Der Pfarrer der Mutterkirche zum hl. Urbanus ist Augustinus Naaber aus Dreyerwalde, der seit 1893 der Riesenpfarre vorsteht und bereits vier Filialgemeinden abgepfarrt hat. Als Vikare fungieren an der Mutterkirche Bernhard Beckmann aus Oelde und Josef Broecker aus Alverskirchen, als Kapläne Josef Uhrmeister aus Oelde und Bernhard Messing aus Billerbeck, als Rektor des Marienhospitals Bernhard Füchter aus Leer.
Der Oberpräsident von Westfalen ist der Herzog von Ratibor und Korwey, Erster Bürgermeister von Buer Dr. Karl Russell.
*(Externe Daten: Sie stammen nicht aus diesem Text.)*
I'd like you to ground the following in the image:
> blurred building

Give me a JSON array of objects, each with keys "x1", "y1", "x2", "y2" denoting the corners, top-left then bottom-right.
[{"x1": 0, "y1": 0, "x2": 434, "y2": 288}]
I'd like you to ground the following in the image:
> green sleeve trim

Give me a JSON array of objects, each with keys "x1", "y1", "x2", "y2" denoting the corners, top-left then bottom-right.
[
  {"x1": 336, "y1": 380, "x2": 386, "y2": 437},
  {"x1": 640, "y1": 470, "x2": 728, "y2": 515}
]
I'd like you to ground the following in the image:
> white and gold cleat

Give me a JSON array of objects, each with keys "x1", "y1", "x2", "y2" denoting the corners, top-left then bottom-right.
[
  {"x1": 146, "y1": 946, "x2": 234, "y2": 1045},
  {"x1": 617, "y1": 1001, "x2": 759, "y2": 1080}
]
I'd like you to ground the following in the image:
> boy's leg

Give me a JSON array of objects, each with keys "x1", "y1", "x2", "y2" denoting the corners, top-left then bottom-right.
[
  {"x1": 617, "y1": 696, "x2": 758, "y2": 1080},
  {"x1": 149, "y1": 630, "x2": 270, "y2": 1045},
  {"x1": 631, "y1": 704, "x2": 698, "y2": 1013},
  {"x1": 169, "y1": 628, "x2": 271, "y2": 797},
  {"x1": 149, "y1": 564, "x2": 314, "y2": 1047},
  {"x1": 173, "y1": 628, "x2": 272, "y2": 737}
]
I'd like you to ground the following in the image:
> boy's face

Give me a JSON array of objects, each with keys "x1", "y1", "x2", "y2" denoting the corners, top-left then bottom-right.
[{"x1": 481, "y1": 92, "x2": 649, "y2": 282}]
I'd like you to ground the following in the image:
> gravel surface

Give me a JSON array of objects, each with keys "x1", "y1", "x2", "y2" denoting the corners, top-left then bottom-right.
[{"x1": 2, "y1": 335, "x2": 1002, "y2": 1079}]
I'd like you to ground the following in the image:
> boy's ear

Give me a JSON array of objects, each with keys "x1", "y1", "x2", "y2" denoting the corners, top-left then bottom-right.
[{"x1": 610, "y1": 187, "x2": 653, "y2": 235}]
Architekt des schönen Gotteshauses ist Georg Spelling aus Köln, der die Pläne entworfen hat. Die örtliche Leitung liegt in den Händen von Karl Stang aus Königswinter. Die Firma Gebr. Lienden aus Essen führte den Bau aus.
Möge der Geist herniedersteigen über dieses zu errichtende Haus und unsere Opfergaben und die des christlichen Volkes in denselben segnen, unsere Herzen reinigen und läutern und dieselben als lebendige Bausteine dem Gottesbau, dem himmlischen Jerusalem einfügen. Amen."
Vorläufig besteht die Ludgerigemeinde noch als Rektorat Buer-Hugo, von Rektor Beckmann sowie den Kaplänen Brüning und Güsken geleitet. Es ist aber wohl kein Zweifel, dass auch die Ludgerigemeinde in allernächster Zeit zur eigenen Pfarrei erhoben wird.